3. De gemachtigde van eiser heeft een actueel standpunt kenbaar gemaakt, maar daarin is zij niet ingegaan op de hiervoor genoemde informatie van verweerder. De rechtbank leidt uit het niet weerspreken van die informatie af dat de gemachtigde van eiser geen contact meer heeft met eiser en dat hij met onbekende bestemming is vertrokken sinds 24 september 2020. Dit in combinatie met eisers asielaanvraag in Duitsland maakt dat de rechtbank aanneemt dat eiser geen prijs meer stelt op de door hem aanvankelijk gezochte bescherming hier te lande. Eiser heeft daarom geen rechtens te beschermen belang meer bij een beoordeling van de rechtmatigheid van het bestreden besluit.
4. Het beroep is niet-ontvankelijk.
5. Voor een proceskostenveroordeling bestaat geen aanleiding.

Beslissing

De rechtbank verklaart het beroep niet-ontvankelijk.
Deze uitspraak is gedaan door mr. K.M. de Jager, rechter, in aanwezigheid van mr.

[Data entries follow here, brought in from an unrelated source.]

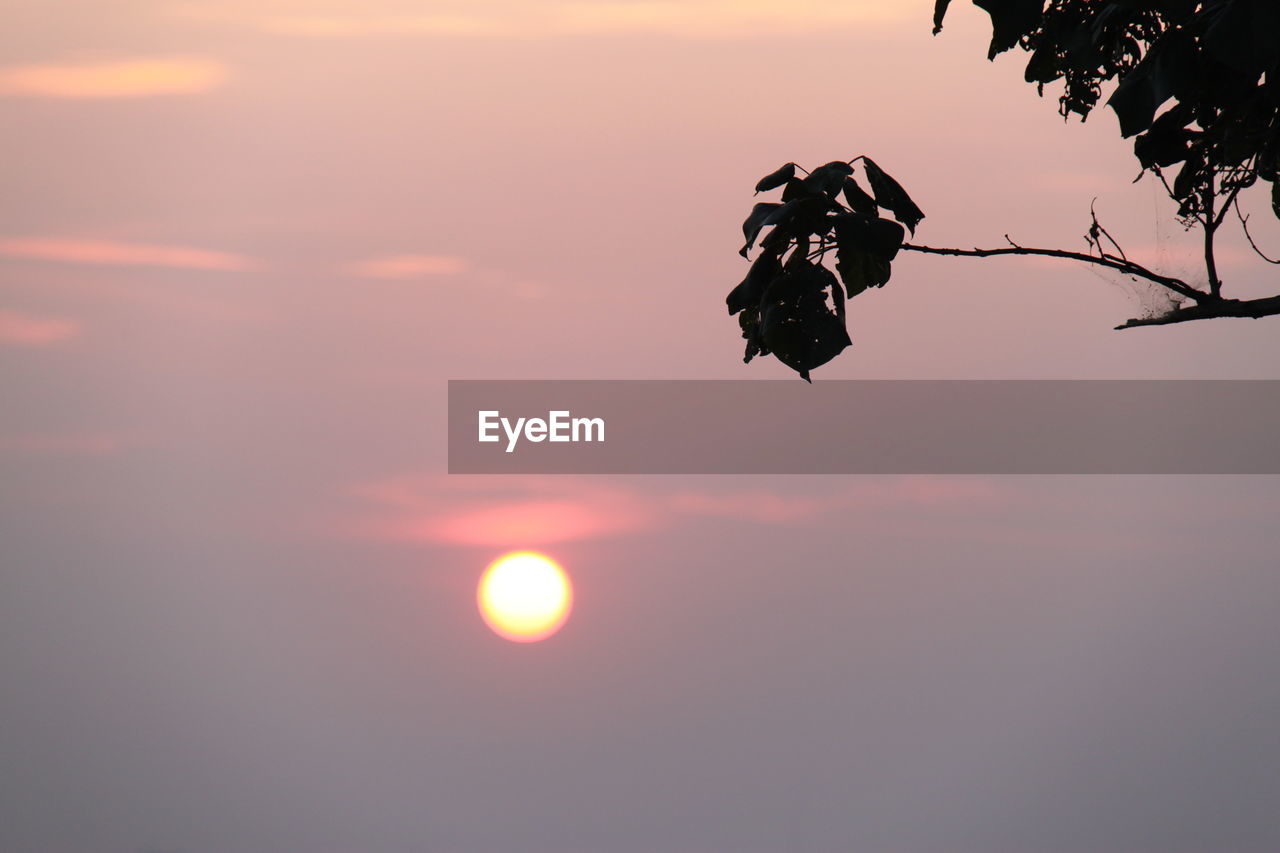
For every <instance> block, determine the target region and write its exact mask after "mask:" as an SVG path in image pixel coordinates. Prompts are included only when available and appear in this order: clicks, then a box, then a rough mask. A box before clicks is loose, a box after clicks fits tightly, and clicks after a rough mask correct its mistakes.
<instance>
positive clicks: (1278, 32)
mask: <svg viewBox="0 0 1280 853" xmlns="http://www.w3.org/2000/svg"><path fill="white" fill-rule="evenodd" d="M1201 44H1202V45H1204V50H1207V51H1208V53H1210V54H1212V55H1213V58H1215V59H1217V60H1219V61H1221V63H1224V64H1226V65H1230V67H1231V68H1234V69H1235V70H1238V72H1242V73H1244V74H1248V76H1249V77H1251V79H1256V78H1257V76H1258V74H1261V73H1263V72H1268V70H1271V69H1275V67H1276V63H1277V61H1280V4H1277V3H1276V0H1235V1H1234V3H1228V4H1225V5H1224V6H1222V9H1221V12H1220V13H1219V14H1217V15H1216V17H1215V18H1213V22H1212V23H1211V24H1210V26H1208V29H1206V32H1204V36H1203V37H1202V38H1201Z"/></svg>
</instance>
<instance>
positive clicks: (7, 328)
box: [0, 311, 81, 347]
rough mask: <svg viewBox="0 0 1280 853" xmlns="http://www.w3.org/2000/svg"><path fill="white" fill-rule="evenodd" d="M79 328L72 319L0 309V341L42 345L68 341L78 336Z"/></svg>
mask: <svg viewBox="0 0 1280 853" xmlns="http://www.w3.org/2000/svg"><path fill="white" fill-rule="evenodd" d="M79 330H81V327H79V323H77V321H74V320H64V319H60V318H51V316H32V315H29V314H19V313H17V311H0V343H6V345H12V346H18V347H42V346H50V345H54V343H61V342H63V341H69V339H72V338H74V337H76V336H78V334H79Z"/></svg>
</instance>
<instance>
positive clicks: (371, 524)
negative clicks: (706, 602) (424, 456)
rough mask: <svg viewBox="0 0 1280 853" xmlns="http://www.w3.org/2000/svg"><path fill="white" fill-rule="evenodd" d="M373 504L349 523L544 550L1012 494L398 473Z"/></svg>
mask: <svg viewBox="0 0 1280 853" xmlns="http://www.w3.org/2000/svg"><path fill="white" fill-rule="evenodd" d="M352 494H353V496H355V497H356V498H357V500H360V501H361V502H362V503H365V507H366V508H365V511H362V512H361V514H360V515H358V516H357V517H356V520H355V521H353V523H351V521H348V523H347V524H346V525H342V526H346V528H347V529H348V530H353V532H355V533H356V534H357V535H364V537H371V538H375V539H384V540H390V542H433V543H439V544H456V546H485V547H495V548H497V547H502V548H516V547H538V546H545V544H553V543H557V542H572V540H581V539H595V538H603V537H611V535H621V534H626V533H634V532H637V530H645V529H652V528H657V526H663V525H672V524H678V523H682V521H689V520H695V521H696V520H698V519H703V517H719V519H731V520H736V521H745V523H749V524H782V525H805V524H822V523H826V521H827V520H829V519H831V517H832V516H838V517H847V516H849V515H850V514H856V515H874V514H877V512H895V511H902V510H916V508H923V507H940V508H945V510H947V511H952V510H964V508H966V507H973V506H988V505H991V503H992V502H996V501H998V500H1001V498H1002V497H1004V493H1002V492H1001V489H998V488H997V487H996V485H995V483H993V482H991V480H984V479H978V478H931V476H900V478H873V479H859V480H852V482H850V483H849V484H847V485H846V487H844V488H838V489H835V491H823V492H822V493H819V494H814V493H805V492H797V493H782V492H774V491H771V489H767V488H753V489H740V488H727V489H680V491H675V492H668V491H662V489H641V488H632V487H628V485H626V484H622V483H602V482H598V480H582V479H577V478H572V476H484V478H458V476H448V475H439V476H399V478H390V479H387V480H380V482H376V483H367V484H364V485H360V487H357V488H355V489H353V491H352Z"/></svg>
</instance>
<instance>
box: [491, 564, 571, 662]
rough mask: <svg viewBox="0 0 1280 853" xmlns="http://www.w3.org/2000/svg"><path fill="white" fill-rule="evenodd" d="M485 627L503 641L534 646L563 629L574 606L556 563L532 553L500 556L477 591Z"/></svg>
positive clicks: (562, 573) (491, 565) (569, 582)
mask: <svg viewBox="0 0 1280 853" xmlns="http://www.w3.org/2000/svg"><path fill="white" fill-rule="evenodd" d="M476 603H477V605H479V606H480V615H481V616H483V617H484V621H485V624H488V625H489V628H492V629H493V631H494V633H495V634H498V635H499V637H502V638H506V639H509V640H513V642H516V643H535V642H538V640H540V639H547V638H548V637H550V635H552V634H554V633H556V631H558V630H559V629H561V626H562V625H563V624H564V620H566V619H568V612H570V610H571V608H572V606H573V588H572V585H571V584H570V580H568V575H566V574H564V570H563V569H561V567H559V566H558V565H556V562H554V561H553V560H550V558H549V557H545V556H543V555H540V553H534V552H532V551H518V552H516V553H508V555H503V556H502V557H498V558H497V560H494V561H493V562H492V564H489V567H488V569H485V571H484V575H483V576H481V578H480V585H479V588H477V589H476Z"/></svg>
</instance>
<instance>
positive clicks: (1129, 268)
mask: <svg viewBox="0 0 1280 853" xmlns="http://www.w3.org/2000/svg"><path fill="white" fill-rule="evenodd" d="M1006 240H1007V237H1006ZM1010 243H1012V241H1010ZM902 250H904V251H909V252H924V254H927V255H957V256H961V257H991V256H992V255H1043V256H1046V257H1065V259H1068V260H1075V261H1083V263H1085V264H1097V265H1098V266H1107V268H1110V269H1114V270H1119V272H1121V273H1124V274H1126V275H1137V277H1138V278H1144V279H1147V280H1148V282H1155V283H1156V284H1160V286H1161V287H1166V288H1169V289H1171V291H1172V292H1175V293H1179V295H1181V296H1185V297H1188V298H1192V300H1196V301H1197V302H1201V301H1208V300H1213V296H1212V295H1211V293H1206V292H1203V291H1198V289H1196V288H1194V287H1192V286H1190V284H1188V283H1187V282H1184V280H1183V279H1180V278H1172V277H1170V275H1161V274H1160V273H1156V272H1153V270H1149V269H1147V268H1146V266H1143V265H1140V264H1135V263H1133V261H1132V260H1125V259H1123V257H1116V256H1114V255H1106V254H1103V255H1102V256H1098V255H1085V254H1084V252H1073V251H1068V250H1064V248H1030V247H1027V246H1018V245H1016V243H1014V245H1012V246H1011V247H1010V248H937V247H933V246H916V245H914V243H902Z"/></svg>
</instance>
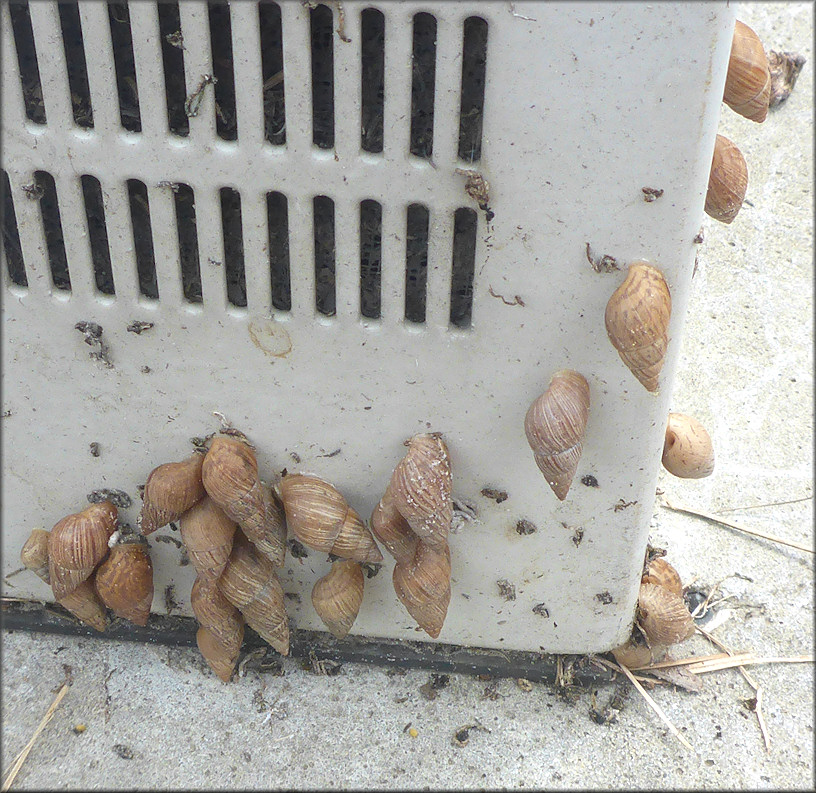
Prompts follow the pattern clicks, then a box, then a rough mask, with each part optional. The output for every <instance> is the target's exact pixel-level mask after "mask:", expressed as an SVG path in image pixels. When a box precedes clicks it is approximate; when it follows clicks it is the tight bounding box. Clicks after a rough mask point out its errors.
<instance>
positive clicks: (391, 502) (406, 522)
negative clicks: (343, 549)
mask: <svg viewBox="0 0 816 793" xmlns="http://www.w3.org/2000/svg"><path fill="white" fill-rule="evenodd" d="M371 531H372V533H373V534H374V536H375V537H376V538H377V539H378V540H379V541H380V542H381V543H382V544H383V545H384V546H385V548H386V550H387V551H388V553H390V554H391V556H393V557H394V559H396V561H397V564H404V563H407V562H410V561H411V559H413V558H414V554H415V553H416V547H417V543H418V542H419V537H417V536H416V534H414V533H413V532H412V531H411V527H410V526H409V525H408V521H407V520H405V518H404V517H402V515H400V513H399V510H397V507H396V505H395V504H394V498H393V496H392V495H391V486H390V485H389V486H388V487H387V488H386V489H385V493H384V495H383V497H382V498H381V499H380V501H379V503H378V504H377V506H376V507H374V511H373V512H372V513H371Z"/></svg>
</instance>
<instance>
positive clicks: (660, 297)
mask: <svg viewBox="0 0 816 793" xmlns="http://www.w3.org/2000/svg"><path fill="white" fill-rule="evenodd" d="M670 317H671V293H670V292H669V287H668V285H667V284H666V281H665V279H664V278H663V274H662V273H661V272H660V270H658V269H657V268H656V267H653V266H652V265H651V264H648V263H647V262H633V263H632V264H631V265H629V271H628V272H627V274H626V279H625V280H624V282H623V283H622V284H621V285H620V286H619V287H618V288H617V289H616V290H615V291H614V293H613V294H612V297H610V298H609V302H608V303H607V304H606V315H605V322H606V332H607V334H608V335H609V340H610V341H611V342H612V344H613V346H614V347H615V349H616V350H617V351H618V354H619V355H620V357H621V360H622V361H623V362H624V363H625V364H626V366H627V367H628V368H629V369H630V370H631V372H632V373H633V374H634V375H635V377H637V379H638V380H639V381H640V382H641V383H642V384H643V385H644V387H645V388H646V390H647V391H652V392H655V391H657V386H658V375H659V374H660V370H661V369H662V368H663V361H664V358H665V356H666V347H667V346H668V342H669V338H668V328H669V319H670Z"/></svg>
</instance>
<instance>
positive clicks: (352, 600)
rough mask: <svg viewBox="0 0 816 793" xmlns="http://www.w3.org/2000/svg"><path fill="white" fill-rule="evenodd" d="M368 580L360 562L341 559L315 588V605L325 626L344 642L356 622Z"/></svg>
mask: <svg viewBox="0 0 816 793" xmlns="http://www.w3.org/2000/svg"><path fill="white" fill-rule="evenodd" d="M364 585H365V581H364V578H363V570H362V568H361V567H360V563H359V562H355V561H353V560H351V559H338V560H337V561H336V562H334V563H332V568H331V570H330V571H329V572H328V573H327V574H326V575H324V576H323V577H322V578H321V579H319V580H318V581H317V582H316V583H315V585H314V588H313V589H312V605H313V606H314V608H315V611H316V612H317V615H318V616H319V617H320V619H321V620H323V622H324V623H325V625H326V627H327V628H328V629H329V630H330V631H331V632H332V634H333V635H334V636H336V637H337V638H338V639H342V638H343V637H344V636H345V635H346V634H347V633H348V632H349V631H350V630H351V626H352V625H353V624H354V620H355V619H357V614H358V613H359V611H360V605H361V604H362V602H363V589H364Z"/></svg>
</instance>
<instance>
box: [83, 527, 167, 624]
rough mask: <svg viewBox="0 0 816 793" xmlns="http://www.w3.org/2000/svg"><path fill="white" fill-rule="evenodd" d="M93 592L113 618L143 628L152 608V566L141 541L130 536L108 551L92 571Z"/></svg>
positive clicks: (144, 546)
mask: <svg viewBox="0 0 816 793" xmlns="http://www.w3.org/2000/svg"><path fill="white" fill-rule="evenodd" d="M96 591H97V592H98V593H99V597H100V598H102V602H103V603H104V604H105V605H106V606H107V607H108V608H109V609H111V610H112V611H113V613H114V614H116V616H117V617H123V618H124V619H126V620H130V621H131V622H133V623H135V624H136V625H142V626H144V625H147V618H148V617H149V616H150V607H151V606H152V605H153V563H152V562H151V561H150V552H149V551H148V547H147V542H146V541H145V540H144V539H143V538H141V537H140V536H139V535H131V536H130V537H127V538H125V539H124V540H123V541H122V542H120V543H119V544H118V545H114V546H113V548H111V550H110V554H109V555H108V558H107V559H105V561H104V562H102V564H101V565H99V569H98V570H97V571H96Z"/></svg>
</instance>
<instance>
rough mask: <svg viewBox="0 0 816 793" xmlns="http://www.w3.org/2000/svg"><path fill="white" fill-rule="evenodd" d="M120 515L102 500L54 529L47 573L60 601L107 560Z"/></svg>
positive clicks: (88, 576)
mask: <svg viewBox="0 0 816 793" xmlns="http://www.w3.org/2000/svg"><path fill="white" fill-rule="evenodd" d="M117 516H118V512H117V510H116V507H115V506H113V504H111V503H110V501H100V502H99V503H98V504H90V505H89V506H87V507H86V508H85V509H83V510H82V511H81V512H77V513H76V514H75V515H67V516H66V517H64V518H63V519H62V520H61V521H59V523H57V525H56V526H54V528H53V529H52V530H51V534H50V536H49V538H48V574H49V577H50V579H51V588H52V589H53V590H54V597H55V598H56V599H57V600H61V599H62V598H63V597H65V595H67V594H68V593H69V592H72V591H73V590H74V589H76V588H77V587H78V586H79V585H80V584H81V583H82V582H83V581H85V580H86V579H88V578H90V576H91V573H93V571H94V568H95V567H96V566H97V565H98V564H99V563H100V562H101V561H102V560H103V559H104V558H105V556H106V555H107V553H108V540H109V539H110V537H111V535H112V534H113V532H114V531H115V529H116V521H117Z"/></svg>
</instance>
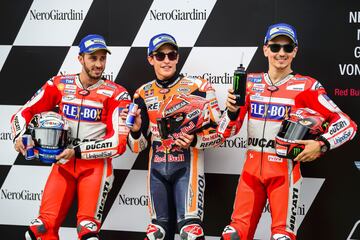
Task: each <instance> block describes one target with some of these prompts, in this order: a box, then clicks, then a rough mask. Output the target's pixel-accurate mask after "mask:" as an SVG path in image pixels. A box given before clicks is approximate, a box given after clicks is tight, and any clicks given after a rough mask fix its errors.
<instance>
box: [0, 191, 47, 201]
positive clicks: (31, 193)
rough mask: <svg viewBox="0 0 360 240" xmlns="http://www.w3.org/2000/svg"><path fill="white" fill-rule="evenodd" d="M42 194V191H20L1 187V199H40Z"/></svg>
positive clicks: (27, 199)
mask: <svg viewBox="0 0 360 240" xmlns="http://www.w3.org/2000/svg"><path fill="white" fill-rule="evenodd" d="M42 194H43V191H41V192H39V193H34V192H31V191H30V190H27V189H24V190H20V191H9V190H7V189H1V199H5V200H24V201H41V197H42Z"/></svg>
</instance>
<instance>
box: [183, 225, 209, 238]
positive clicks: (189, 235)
mask: <svg viewBox="0 0 360 240" xmlns="http://www.w3.org/2000/svg"><path fill="white" fill-rule="evenodd" d="M180 238H181V240H204V239H205V237H204V230H203V229H202V227H201V226H200V224H197V223H193V224H188V225H184V226H183V227H182V228H181V229H180Z"/></svg>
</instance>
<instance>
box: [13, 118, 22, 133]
mask: <svg viewBox="0 0 360 240" xmlns="http://www.w3.org/2000/svg"><path fill="white" fill-rule="evenodd" d="M14 124H15V130H16V132H18V131H20V130H21V127H20V123H19V117H18V116H15V118H14Z"/></svg>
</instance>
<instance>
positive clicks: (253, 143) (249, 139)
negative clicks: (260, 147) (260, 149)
mask: <svg viewBox="0 0 360 240" xmlns="http://www.w3.org/2000/svg"><path fill="white" fill-rule="evenodd" d="M248 145H249V146H254V147H261V148H275V141H274V140H267V139H265V138H249V139H248Z"/></svg>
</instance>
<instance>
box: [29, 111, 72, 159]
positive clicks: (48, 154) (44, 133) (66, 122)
mask: <svg viewBox="0 0 360 240" xmlns="http://www.w3.org/2000/svg"><path fill="white" fill-rule="evenodd" d="M28 129H29V132H30V134H31V137H32V140H33V141H34V144H35V146H34V152H35V155H36V157H37V158H38V159H39V160H40V161H41V162H44V163H54V162H56V159H55V157H56V155H58V154H60V153H61V152H62V151H63V150H64V149H65V148H66V146H67V145H68V143H69V136H70V132H69V131H70V129H69V125H68V122H67V120H66V119H65V118H64V117H63V116H62V115H60V114H58V113H56V112H51V111H50V112H42V113H39V114H35V115H34V117H33V118H32V120H31V121H30V123H29V126H28Z"/></svg>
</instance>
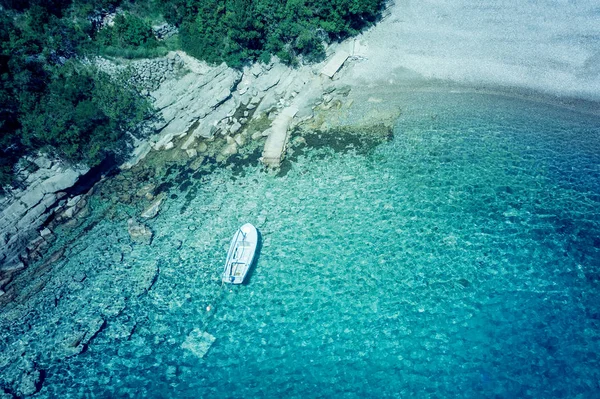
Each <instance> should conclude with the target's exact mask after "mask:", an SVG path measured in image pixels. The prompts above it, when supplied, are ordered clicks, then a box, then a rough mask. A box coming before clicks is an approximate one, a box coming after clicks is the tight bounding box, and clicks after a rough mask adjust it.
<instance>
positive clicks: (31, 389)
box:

A.J.J. Sterks, griffier, en openbaar gemaakt door geanonimiseerde publicatie op www.rechtspraak.nl.
De uitspraak is uitgesproken in het openbaar en bekendgemaakt op:
Rechtsmiddel
Tegen deze uitspraak kan hoger beroep worden ingesteld bij de Afdeling bestuursrechtspraak van de Raad van State binnen vier weken na de dag van bekendmaking.